The petition was created before Mr Trump barred Syrian refugees and suspended travel from seven Muslim-majority countries, but after he signed the inflammatory executive order which sparked protests across the US, it gained almost immediate traction.
The executive order bans travel for seven majority Muslim countries, Iran, Iraq, Somalia, Syria, Sudan, Libya and Yemen for 90 days, suspends all refugee admissions for 120 days with case-by-case exceptions and suspends entry of Syrian refugees indefinitely.
The number of signatures continued to rise rapidly, in a grassroots backlash against Mr Trump’s immigration policies.
But British Prime Minister Theresa May’s office shut down the idea of a cancellation, saying the visit would go ahead as planned.
The invitation to make a state visit, which will involve lavish displays of royal pageantry and a banquet hosted by the monarch, was conveyed by Ms May when she visited Mr Trump last week.
The petition, created by Leeds man Graham Guest, asserted that such a visit would “cause embarrassment” to the Queen.
“Donald Trump should be allowed to enter the UK in his capacity as head of the US Government, but he should not be invited to make an official state visit,” the petition reads.
“Donald Trump’s well-documented misogyny and vulgarity disqualifies him from being received by Her Majesty the Queen or the Prince of Wales.
“Therefore, during the term of his presidency Donald Trump should not be invited to the United Kingdom for an official state visit.”
Mr Guest said Mr Trump’s executive order “changes things slightly”.
“It’s added a new dimension to things and until that ban is lifted I don’t think he should come to the country at all in any capacity,” he said.
The anti Trump petition has become the second most popular petition ever on the parliamentary website, after one calling for a second referendum on membership of the European Union drew over four million signatures last year.
Once a petition passes 100,000 signatures, politicians must consider it for debate, and although such debates were largely symbolic and rarely affected government policy, this particular one would potentially be embarrassing for Ms May.
Her Downing Street office said “An invitation has been extended and accepted” but declined to comment any further.

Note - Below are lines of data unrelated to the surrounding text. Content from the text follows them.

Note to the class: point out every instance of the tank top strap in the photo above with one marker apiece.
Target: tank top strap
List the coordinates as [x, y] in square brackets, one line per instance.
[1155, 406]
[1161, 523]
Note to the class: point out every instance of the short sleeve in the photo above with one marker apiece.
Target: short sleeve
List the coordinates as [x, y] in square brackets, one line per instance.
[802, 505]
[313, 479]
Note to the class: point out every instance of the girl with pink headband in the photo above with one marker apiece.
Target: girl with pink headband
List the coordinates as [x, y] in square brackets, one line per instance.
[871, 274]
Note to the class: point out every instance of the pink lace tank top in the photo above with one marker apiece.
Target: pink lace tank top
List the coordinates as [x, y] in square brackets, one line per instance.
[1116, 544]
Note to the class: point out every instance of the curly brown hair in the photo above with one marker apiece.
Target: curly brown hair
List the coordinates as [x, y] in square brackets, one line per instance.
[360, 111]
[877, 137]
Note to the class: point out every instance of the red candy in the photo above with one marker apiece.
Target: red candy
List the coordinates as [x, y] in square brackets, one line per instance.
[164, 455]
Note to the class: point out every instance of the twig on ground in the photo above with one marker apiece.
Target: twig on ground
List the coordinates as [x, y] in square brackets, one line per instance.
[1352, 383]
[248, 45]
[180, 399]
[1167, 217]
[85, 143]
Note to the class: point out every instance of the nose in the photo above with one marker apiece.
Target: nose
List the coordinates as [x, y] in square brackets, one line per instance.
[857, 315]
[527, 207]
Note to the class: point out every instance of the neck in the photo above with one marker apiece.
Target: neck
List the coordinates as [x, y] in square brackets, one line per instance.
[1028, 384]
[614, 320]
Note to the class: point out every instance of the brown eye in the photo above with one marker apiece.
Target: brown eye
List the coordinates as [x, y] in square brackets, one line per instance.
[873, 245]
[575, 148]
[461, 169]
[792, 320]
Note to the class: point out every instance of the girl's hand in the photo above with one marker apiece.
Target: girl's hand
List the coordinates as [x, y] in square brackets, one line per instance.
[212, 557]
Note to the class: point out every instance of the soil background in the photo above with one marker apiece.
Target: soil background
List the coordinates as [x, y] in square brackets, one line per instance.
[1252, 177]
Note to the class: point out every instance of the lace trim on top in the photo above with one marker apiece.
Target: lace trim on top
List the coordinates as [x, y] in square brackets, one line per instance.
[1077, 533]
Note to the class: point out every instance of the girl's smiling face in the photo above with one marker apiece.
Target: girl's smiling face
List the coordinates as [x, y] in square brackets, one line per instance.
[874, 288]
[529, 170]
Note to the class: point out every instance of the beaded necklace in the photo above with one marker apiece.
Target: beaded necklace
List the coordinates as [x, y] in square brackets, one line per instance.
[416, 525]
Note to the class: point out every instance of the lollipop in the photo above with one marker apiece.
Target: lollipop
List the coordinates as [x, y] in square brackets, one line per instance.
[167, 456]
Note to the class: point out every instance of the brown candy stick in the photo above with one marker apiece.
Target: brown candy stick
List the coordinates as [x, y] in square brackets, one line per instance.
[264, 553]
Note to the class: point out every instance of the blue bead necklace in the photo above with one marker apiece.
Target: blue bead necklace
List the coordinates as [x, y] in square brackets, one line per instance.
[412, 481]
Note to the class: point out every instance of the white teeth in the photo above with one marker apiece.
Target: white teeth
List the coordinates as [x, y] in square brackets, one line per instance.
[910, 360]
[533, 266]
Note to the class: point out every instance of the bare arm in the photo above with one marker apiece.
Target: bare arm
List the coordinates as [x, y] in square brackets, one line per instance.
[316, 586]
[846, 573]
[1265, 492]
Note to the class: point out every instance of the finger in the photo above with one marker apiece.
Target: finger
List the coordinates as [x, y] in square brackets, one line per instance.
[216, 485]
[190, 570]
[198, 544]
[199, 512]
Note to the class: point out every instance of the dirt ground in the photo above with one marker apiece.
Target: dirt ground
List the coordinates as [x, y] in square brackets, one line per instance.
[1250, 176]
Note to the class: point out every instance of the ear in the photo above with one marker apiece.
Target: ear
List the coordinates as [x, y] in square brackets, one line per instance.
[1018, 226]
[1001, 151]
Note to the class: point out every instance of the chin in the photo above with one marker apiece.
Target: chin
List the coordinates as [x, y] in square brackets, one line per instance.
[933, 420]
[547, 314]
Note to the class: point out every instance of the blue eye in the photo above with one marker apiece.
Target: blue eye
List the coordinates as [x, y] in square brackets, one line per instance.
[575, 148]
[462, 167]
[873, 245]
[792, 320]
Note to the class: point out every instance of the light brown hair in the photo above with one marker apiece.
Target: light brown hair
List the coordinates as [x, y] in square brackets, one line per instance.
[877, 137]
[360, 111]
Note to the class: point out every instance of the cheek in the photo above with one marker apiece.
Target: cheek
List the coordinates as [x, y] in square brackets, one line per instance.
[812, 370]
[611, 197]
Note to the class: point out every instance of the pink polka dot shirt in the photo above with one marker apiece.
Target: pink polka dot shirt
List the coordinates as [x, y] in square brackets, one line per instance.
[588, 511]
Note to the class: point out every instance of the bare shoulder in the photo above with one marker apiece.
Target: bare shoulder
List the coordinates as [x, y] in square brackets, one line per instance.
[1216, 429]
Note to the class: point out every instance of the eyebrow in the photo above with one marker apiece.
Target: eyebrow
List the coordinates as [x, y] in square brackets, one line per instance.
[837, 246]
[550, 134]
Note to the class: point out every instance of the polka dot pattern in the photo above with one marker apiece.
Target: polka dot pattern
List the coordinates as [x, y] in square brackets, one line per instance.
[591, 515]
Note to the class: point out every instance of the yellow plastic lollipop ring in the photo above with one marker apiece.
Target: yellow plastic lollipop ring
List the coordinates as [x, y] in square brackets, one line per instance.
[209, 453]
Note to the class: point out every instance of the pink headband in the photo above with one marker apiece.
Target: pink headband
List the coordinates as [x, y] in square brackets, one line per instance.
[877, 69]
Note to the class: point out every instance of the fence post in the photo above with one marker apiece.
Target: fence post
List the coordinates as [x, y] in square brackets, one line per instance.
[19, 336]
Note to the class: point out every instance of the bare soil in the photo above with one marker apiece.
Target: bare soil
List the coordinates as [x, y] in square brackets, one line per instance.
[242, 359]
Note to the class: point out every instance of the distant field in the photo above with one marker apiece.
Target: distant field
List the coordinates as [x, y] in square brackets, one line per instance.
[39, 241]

A year ago, parliament debated a petition calling for Mr Trump, then the Republican candidate, to be barred from the UK.
It gathered close to 600,000 signatures before it was closed last June.
Some politicians from the governing Conservative Party and opposition Labour Party have criticised Mr Trump’s immigration order, with Labour leader Jeremy Corbyn saying the state visit should be put on hold.